France | France, Conseil d'État, 4ème - 1ère chambres réunies, 04 avril 2025, 489866


Vu la procédure suivante :



Par deux demandes, Mme B... A... a demandé au tribunal administratif de Cergy-Pontoise, d'une part, d'annuler pour excès de pouvoir la décision du 11 mai 2018 par laquelle l'inspecteur du travail de l'unité de contrôle n° 3 de l'unité départementale du Val-d'Oise a autorisé ... à la licencier pour motif disciplinaire, ainsi que la décision implicite par laquelle la ministre du travail a rejeté le recours hiérarchique qu'elle avait formé contre cette décision et, d'autre part, d'annuler la décision du 17 décembre 2018 par

laquelle la ministre du travail a expressément rejeté ce même recours hiérar...

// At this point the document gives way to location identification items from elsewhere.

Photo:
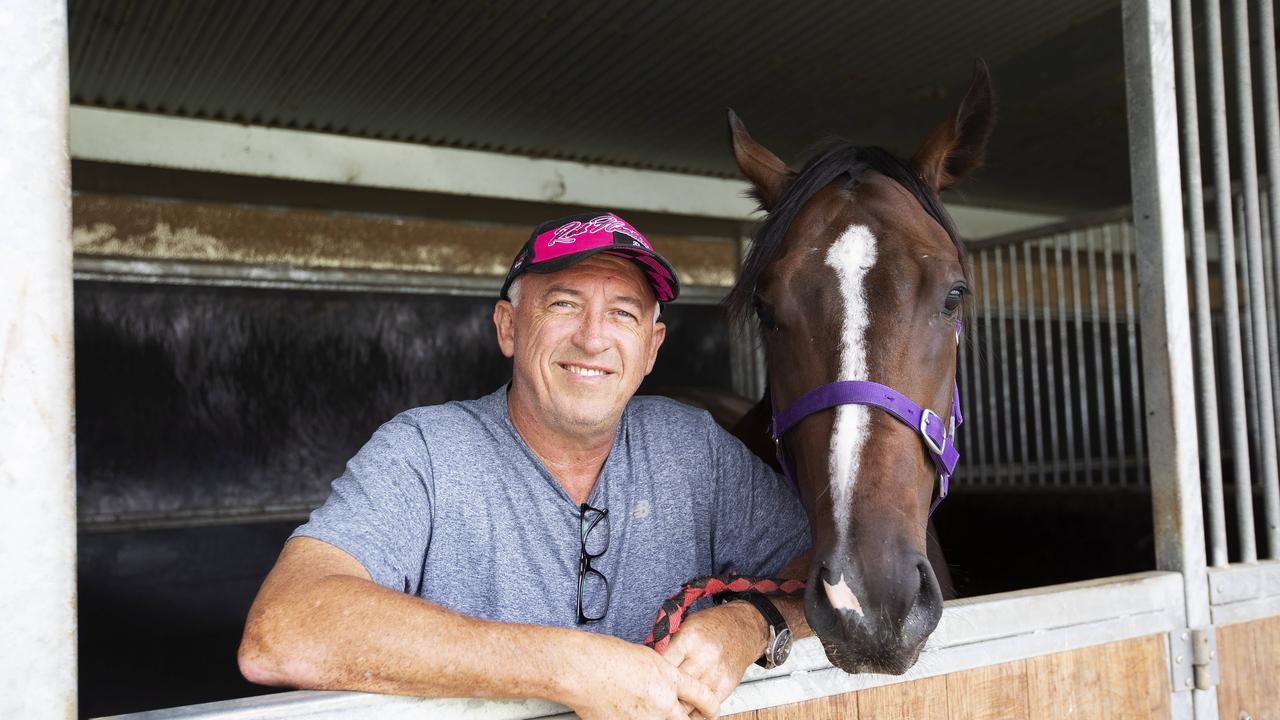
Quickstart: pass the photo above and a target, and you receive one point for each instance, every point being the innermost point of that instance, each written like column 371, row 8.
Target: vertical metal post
column 1226, row 274
column 1116, row 401
column 746, row 354
column 1130, row 314
column 1257, row 294
column 992, row 419
column 1096, row 333
column 37, row 465
column 1006, row 414
column 1032, row 345
column 1166, row 338
column 1064, row 358
column 1271, row 128
column 978, row 413
column 1206, row 387
column 1020, row 391
column 1051, row 393
column 1082, row 395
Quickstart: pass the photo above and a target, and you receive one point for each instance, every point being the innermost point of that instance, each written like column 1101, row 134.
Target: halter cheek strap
column 938, row 436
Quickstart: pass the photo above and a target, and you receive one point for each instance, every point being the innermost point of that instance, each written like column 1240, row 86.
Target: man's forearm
column 343, row 632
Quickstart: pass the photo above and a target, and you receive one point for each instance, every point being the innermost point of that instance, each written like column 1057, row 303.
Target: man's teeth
column 577, row 370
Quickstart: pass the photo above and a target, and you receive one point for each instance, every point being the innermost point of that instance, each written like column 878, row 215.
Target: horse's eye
column 764, row 314
column 952, row 302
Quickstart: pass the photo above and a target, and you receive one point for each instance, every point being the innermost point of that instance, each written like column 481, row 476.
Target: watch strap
column 772, row 615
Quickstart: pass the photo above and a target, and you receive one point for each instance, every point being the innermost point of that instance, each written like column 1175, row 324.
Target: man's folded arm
column 320, row 623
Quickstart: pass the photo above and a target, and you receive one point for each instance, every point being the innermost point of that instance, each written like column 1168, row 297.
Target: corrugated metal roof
column 634, row 83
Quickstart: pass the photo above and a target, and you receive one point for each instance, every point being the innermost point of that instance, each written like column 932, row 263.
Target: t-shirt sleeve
column 759, row 524
column 379, row 510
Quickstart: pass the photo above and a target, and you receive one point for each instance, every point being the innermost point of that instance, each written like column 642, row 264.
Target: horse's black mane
column 828, row 163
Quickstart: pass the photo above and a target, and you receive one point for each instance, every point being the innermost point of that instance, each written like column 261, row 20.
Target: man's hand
column 620, row 679
column 717, row 646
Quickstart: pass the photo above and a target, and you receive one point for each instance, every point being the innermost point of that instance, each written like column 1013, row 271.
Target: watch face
column 782, row 647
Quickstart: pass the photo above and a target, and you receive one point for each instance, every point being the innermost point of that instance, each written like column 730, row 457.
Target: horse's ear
column 768, row 174
column 959, row 144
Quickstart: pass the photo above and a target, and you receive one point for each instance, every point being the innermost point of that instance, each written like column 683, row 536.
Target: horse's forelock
column 831, row 160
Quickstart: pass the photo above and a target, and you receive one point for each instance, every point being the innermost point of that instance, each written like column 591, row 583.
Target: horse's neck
column 753, row 429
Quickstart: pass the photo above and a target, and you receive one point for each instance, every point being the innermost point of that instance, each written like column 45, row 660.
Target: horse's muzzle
column 873, row 623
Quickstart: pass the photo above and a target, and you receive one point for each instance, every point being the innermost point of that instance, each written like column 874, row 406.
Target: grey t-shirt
column 447, row 502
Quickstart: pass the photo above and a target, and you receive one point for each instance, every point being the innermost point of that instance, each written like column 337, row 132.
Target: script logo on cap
column 570, row 232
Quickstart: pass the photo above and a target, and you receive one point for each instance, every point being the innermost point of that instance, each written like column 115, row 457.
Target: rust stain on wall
column 154, row 229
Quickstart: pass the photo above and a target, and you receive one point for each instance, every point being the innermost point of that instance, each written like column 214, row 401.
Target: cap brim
column 663, row 294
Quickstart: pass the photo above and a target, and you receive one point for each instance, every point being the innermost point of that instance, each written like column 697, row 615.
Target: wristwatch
column 778, row 647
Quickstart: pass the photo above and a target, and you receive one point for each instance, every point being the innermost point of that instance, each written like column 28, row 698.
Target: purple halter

Vu la procédure suivante :

Par deux demandes, Mme B... A... a demandé au tribunal administratif de Cergy-Pontoise, d'une part, d'annuler pour excès de pouvoir la décision du 11 mai 2018 par laquelle l'inspecteur du travail de l'unité de contrôle n° 3 de l'unité départementale du Val-d'Oise a autorisé ... à la licencier pour motif disciplinaire, ainsi que la décision implicite par laquelle la ministre du travail a rejeté le recours hiérarchique qu'elle avait formé contre cette décision et, d'autre part, d'annuler la décision du 17 décembre 2018 par laquelle la ministre du travail a expressément rejeté ce même recours hiérarchique. Par un jugement n°s 1813221, 1901591 du 16 février 2021, le tribunal administratif a rejeté les demandes de Mme A....

Par un arrêt n° 21VE01053 du 3 octobre 2023, la cour administrative d'appel de Versailles a rejeté l'appel formé par Mme A... contre ce jugement.

Par un pourvoi sommaire et un mémoire complémentaire, enregistrés le 4 décembre 2023 et le 4 mars 2024 au secrétariat du contentieux du Conseil d'Etat, Mme A... demande au Conseil d'Etat :

1°) d'annuler cet arrêt ;

2°) réglant l'affaire au fond, de faire droit à son appel ;

3°) de mettre à la charge de ... la somme de 4 000 euros au titre de l'article L. 761-1 du code de justice administrative.

Vu les autres pièces du dossier ;

Vu :

- le code du travail ;

- le code de justice administrative ;

Après avoir entendu en séance publique :

- le rapport de M. Laurent Cabrera, conseiller d'Etat,

- les conclusions de M. Jean-François de Montgolfier, rapporteur public ;

La parole ayant été donnée, après les conclusions, à Me Galy , avocat de Mme A... et à la SCP Fabiani, Luc-Thaler, Pinatel, avocat de l'Union départementale des associations familiales du Val-d'Oise (...) ;

Vu la note en délibéré, enregistrée le 17 mars 2025, présentée par Mme A... ;

Considérant ce qui suit :

1. Il ressort des pièces du dossier soumis aux juges du fond qu'à l'issue d'une enquête interne diligentée à la suite de plusieurs signalements effectués par certains de ses salariés, l'association Union départementale des associations familiales du Val-d'Oise (...) a demandé l'autorisation de licencier pour motif disciplinaire Mme A..., directrice des services au sein de l'association et titulaire du mandat de conseiller prud'homal. Par une décision du 11 mai 2018, l'inspecteur du travail de l'unité de contrôle n° 3 de l'unité départementale du Val-d'Oise a autorisé ce licenciement. Par une décision implicite, puis une décision expresse du 17 décembre 2018, la ministre du travail a rejeté le recours hiérarchique de Mme A... et confirmé cette autorisation. Par un jugement du 16 février 2021, le tribunal administratif de Cergy-Pontoise a rejeté les demandes de Mme A... tendant à l'annulation de ces trois décisions. Par un arrêt du 3 octobre 2023, contre lequel Mme A... se pourvoit en cassation, la cour administrative d'appel de Versailles a rejeté l'appel qu'elle avait formé contre ce jugement.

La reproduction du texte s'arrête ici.